While not on the same breakneck pace of last year, M&A dealmaking involving cybersecurity startups has remained robust in 2022, even with a sputtering economy.

Last year was a record breaker for cybersecurity dealmaking, with 124 VC-backed startups getting bought, according to Crunchbase data. Although it doesn’t seem that 2022 will break that record—with only 49 announced through nearly half the year—this year is still clocking in at a healthy pace, according to those who observe the market.

Dealmaking may not set records this year, but it hasn’t fallen off a cliff, either: For comparison, all of 2020 saw 76 cybersecurity startup M&A deals. 

“While we’re a bit behind the record 2021 levels, when you compare this year’s activity with … all of 2020, it paints a slightly more positive outlook,” said Dino Boukouris, founding director of San Francisco-based financial advisory firm Momentum Cyber.

“That being said, the public market and associated cryptocurrency corrections, coupled with the overall economic and geopolitical uncertainty has led to a slight slowdown in M&A to start the year,” he added.

Slight slowdown

Despite that slowdown, this year already has seen some big deals involving VC-backed startups, including:

  • TA Associates bought Burlington, Massachusetts-based application security company Veracode for $2.5 billion in May.
  • AMD acquired Milpitas, California-based distributed services platform Pensando for $1.9 billion in April.
  • SentinelOne bought Fremont, California-based identity detection and response firm Attivo Networks for $616.5 million in March.

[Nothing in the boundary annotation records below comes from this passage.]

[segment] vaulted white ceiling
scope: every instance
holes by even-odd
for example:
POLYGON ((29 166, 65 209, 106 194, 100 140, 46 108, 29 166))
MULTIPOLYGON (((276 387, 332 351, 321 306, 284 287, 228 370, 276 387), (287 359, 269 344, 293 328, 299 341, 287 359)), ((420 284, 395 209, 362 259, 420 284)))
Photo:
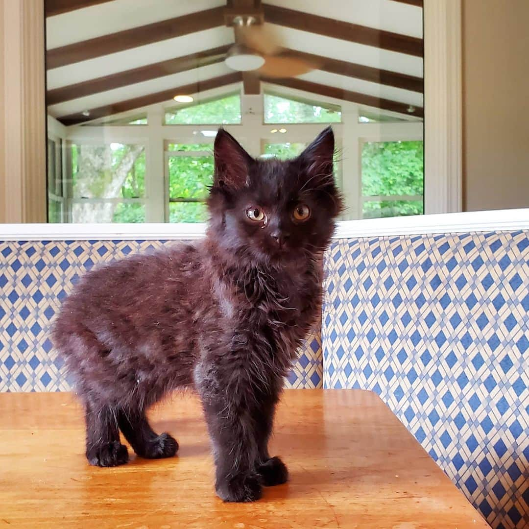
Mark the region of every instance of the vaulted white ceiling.
MULTIPOLYGON (((401 35, 422 38, 422 9, 395 0, 348 0, 346 2, 338 0, 326 2, 321 0, 268 0, 267 3, 401 35)), ((47 20, 47 49, 57 50, 62 47, 191 13, 196 13, 199 17, 201 11, 225 5, 225 0, 104 2, 49 16, 47 20)), ((423 59, 421 57, 283 26, 273 26, 286 48, 417 78, 423 77, 423 59)), ((48 70, 48 90, 64 88, 227 45, 233 40, 233 30, 220 26, 60 66, 48 70)), ((51 105, 49 112, 60 119, 86 110, 169 90, 232 72, 223 62, 220 62, 120 88, 103 88, 82 97, 76 97, 74 90, 68 101, 51 105)), ((300 78, 417 107, 423 106, 421 92, 347 75, 317 70, 300 78)), ((312 99, 314 97, 314 95, 311 96, 312 99)), ((168 98, 167 103, 170 104, 171 99, 168 98)))

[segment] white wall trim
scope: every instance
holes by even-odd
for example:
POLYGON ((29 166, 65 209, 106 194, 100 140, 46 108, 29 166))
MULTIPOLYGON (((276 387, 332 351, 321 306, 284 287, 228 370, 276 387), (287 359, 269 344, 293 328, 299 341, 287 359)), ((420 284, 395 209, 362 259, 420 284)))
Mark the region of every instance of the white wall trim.
MULTIPOLYGON (((529 230, 529 208, 443 213, 338 223, 335 239, 529 230)), ((190 240, 205 233, 203 224, 0 224, 0 241, 190 240)))
POLYGON ((462 210, 461 0, 424 0, 425 213, 462 210))

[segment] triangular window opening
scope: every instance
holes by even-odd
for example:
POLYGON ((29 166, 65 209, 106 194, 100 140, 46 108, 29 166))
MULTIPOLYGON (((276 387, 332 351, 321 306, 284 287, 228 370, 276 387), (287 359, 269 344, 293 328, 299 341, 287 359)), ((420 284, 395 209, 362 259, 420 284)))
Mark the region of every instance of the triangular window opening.
POLYGON ((166 111, 166 125, 229 125, 241 123, 241 96, 220 98, 182 105, 166 111))
POLYGON ((263 96, 265 123, 339 123, 342 109, 337 105, 285 97, 263 96))

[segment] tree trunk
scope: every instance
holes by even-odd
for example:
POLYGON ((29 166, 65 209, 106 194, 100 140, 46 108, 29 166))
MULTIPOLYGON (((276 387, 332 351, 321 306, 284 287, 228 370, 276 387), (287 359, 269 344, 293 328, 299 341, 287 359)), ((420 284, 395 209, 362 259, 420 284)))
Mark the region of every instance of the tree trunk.
MULTIPOLYGON (((127 175, 138 157, 143 152, 140 145, 127 146, 119 164, 112 167, 112 150, 110 146, 85 145, 79 148, 78 170, 75 181, 76 198, 118 198, 127 175)), ((110 202, 74 204, 74 222, 112 222, 116 204, 110 202)))

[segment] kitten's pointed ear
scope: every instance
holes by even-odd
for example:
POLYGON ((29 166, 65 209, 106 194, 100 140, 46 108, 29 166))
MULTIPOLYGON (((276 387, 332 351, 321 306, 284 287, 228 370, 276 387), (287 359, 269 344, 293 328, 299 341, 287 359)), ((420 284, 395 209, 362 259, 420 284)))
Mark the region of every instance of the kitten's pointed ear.
POLYGON ((223 129, 215 139, 215 185, 239 189, 247 185, 253 158, 223 129))
POLYGON ((299 155, 299 159, 309 178, 325 184, 334 178, 334 133, 329 126, 299 155))

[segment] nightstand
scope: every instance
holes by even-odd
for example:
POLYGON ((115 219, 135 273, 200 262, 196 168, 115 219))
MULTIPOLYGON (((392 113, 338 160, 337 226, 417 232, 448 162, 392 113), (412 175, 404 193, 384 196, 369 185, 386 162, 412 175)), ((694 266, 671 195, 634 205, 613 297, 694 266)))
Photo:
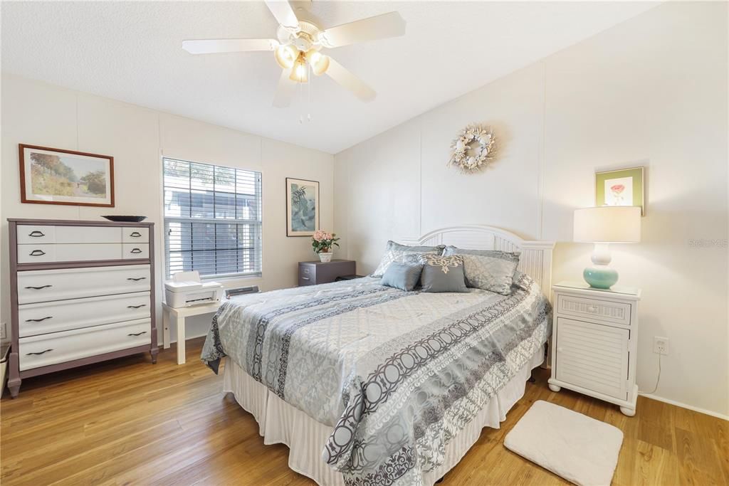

That should not come as a shock to most. Cybersecurity has proven resilient in a market where threats and attack surfaces are ever expanding. Although some IT budgets are getting cut, most companies still see cybersecurity as a “must have” due to the growing number of domestic and international attacks and bad actors.

Alberto Yépez, co-founder and managing director at Forgepoint Capital—which specializes in cybersecurity and infrastructure software investments and has seen four exits this year alone in security—said the M&A dealmaking market is still robust and still providing good multiples for investors.

“M&A premiums are not coming down yet because the companies getting bought right now are some of the best,” said Yépez, whose exits include Attivo Networks and, more recently, threat detection and response startup Cysiv getting bought by ForeScout.

Yépez said he is still seeing strong multiples—around 20x ARR for good startups—and thinks it should continue with strategic buyers such as GoogleMicrosoft and Amazon still swimming in the acquisitions waters.

Google already pulled off a huge deal in cyber when it announced it would pay $5.4 billion to buy publicly traded cyber firm Mandiant.

“I think where you will see prices fall is when private equity starts to enter the frame,” he said.

Needing cash

Prices also could start to fall if fundraising continues to slow and startups are in need of cash.

“The real question, however, is after valuations in the private markets recalibrate. Will that create a tailwind for M&A for those companies that may be encountering challenges raising capital or possibly facing a ‘down round’ if they were to raise capital?” Boukouris said.

Boukouris said while evaluating strategic alternatives, startups may start eyeing M&A as an alternative if raising money is difficult.

Still, the slowdown in fundraising has not seemed to affect cyber as much as other tech sectors, with the industry minting more than a dozen unicorns already this year.

While some fear the economic uncertainty due to inflation and higher interest rates—which causes the money to complete deals to be more expensive—could chill some M&A in the second half of the year, many who invest in cyber do not anticipate a slowdown.

“I don’t think interest rates should affect M&A too much,” Yépez said. “I think it’ll still be strong in the second half.”